More closely related to our approach are the zero-shot experiments in Radford et al. (2019) ; Brown et al. (2020) that provide a generative language model with a prompt (that could be viewed as a type of task description) and asks for a completion. This is similar to the observation in Petroni et al. (2019) that it is possible to extract knowledge graph relationships from large language models with an appropriate prompt. ZEST provides a benchmark dataset for systematically measuring how well models can generalize to many tasks in the zero-shot setting.
Multitask learning (Caruana, 1997; Collobert and Weston, 2008) seeks to learn a single model that can solve multiple tasks simultaneously, similar to our framework that seeks to learn a model that can solve many tasks. However, in multitask learning each task is learned from examples, and the model is not able to generalize to unseen tasks. This is also the case for newer control code type approaches (Raffel et al., 2019; Keskar et al., 2019) to multitask learning, where the task is encoded as short string, often containing no information other than a largely meaningless identifier.
There are also connections between our proposed framework and tasks such as natural language inference (NLI) or reading comprehension (RC), where two natural language inputs (a premise and a hypothesis for NLI, and a question and passage for RC) are used to predict some output. In our case, we have two observed variables, x and d τ , which influence the prediction of the output y (Fig. 1) . Indeed, the baseline model that we discuss in Section 5 takes a similar approach to NLI and RC and jointly models the two textual inputs. This correspondence has been used in prior work, where Yin et al. 2019used a model pretrained on MNLI (Williams et al., 2018) to perform zero-shot text classification. A key difference, however, is that hypotheses in NLI and questions in RC are typically only paired with single inputs. In fact, they typically only make sense for a single input, and thus it is hard to characterize these narrow questions as "task descriptions".

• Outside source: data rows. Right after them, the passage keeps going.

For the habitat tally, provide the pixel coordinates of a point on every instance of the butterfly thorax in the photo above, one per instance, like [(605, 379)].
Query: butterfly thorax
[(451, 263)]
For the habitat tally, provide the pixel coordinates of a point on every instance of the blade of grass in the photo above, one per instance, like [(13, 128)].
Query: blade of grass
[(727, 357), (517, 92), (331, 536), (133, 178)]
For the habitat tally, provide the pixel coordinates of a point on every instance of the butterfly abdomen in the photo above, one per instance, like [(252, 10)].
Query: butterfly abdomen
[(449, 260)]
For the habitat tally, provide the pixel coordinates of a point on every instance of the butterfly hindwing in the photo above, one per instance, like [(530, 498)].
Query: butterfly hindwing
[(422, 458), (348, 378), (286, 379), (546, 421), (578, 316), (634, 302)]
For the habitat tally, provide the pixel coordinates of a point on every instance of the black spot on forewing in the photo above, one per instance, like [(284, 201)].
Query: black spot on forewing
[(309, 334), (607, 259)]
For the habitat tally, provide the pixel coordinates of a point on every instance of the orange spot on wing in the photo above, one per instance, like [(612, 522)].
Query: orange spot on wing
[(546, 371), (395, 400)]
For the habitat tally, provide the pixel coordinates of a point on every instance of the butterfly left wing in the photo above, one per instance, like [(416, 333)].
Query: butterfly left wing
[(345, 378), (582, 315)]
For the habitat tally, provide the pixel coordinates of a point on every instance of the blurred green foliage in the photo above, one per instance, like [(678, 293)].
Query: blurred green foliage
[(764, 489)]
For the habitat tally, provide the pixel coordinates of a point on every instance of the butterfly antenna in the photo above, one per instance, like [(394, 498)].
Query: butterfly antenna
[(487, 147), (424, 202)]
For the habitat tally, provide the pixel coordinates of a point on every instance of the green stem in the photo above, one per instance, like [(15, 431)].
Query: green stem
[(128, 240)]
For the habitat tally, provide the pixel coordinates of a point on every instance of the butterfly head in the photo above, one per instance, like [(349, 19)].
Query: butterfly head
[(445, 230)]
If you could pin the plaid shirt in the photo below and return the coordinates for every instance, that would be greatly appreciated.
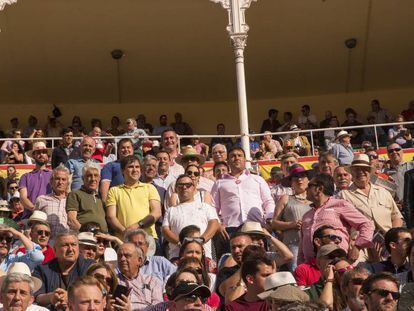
(55, 209)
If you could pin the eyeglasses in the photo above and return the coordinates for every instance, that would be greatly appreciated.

Lastly, the problem of learning from task descriptions is fundamentally one of translating a natural language description into some executable function that can operate on arbitrary inputs. This problem has been well-studied for narrow domains in the semantic parsing literature (Zelle and Mooney, 1996; Zettlemoyer and Collins, 2005; Liang et al., 2011; Andreas et al., 2013) , though the input is typically a single static database, not arbitrary natural language text. Attempts to generalize semantic parsing to more open domains are still nascent .
3 Instantiating The Framework
Section 2 showed a framework for training and testing a general purpose system that could perform unseen NLP tasks. An ideal system in this framework would be able to read the descriptions of the tasks in the GLUE suite and perform well with no additional training. However, this goal is far beyond the current capabilities of today's models. In order to make progress, we must break down the problem into manageable steps. In this section we outline the scope that we envision for a reasonable NLPfocused dataset that can push forward the current state of learning from task descriptions, without being so challenging as to be out of reach. Sec. 4 describes the data collection process for ZEST, our new English benchmark built following this scope.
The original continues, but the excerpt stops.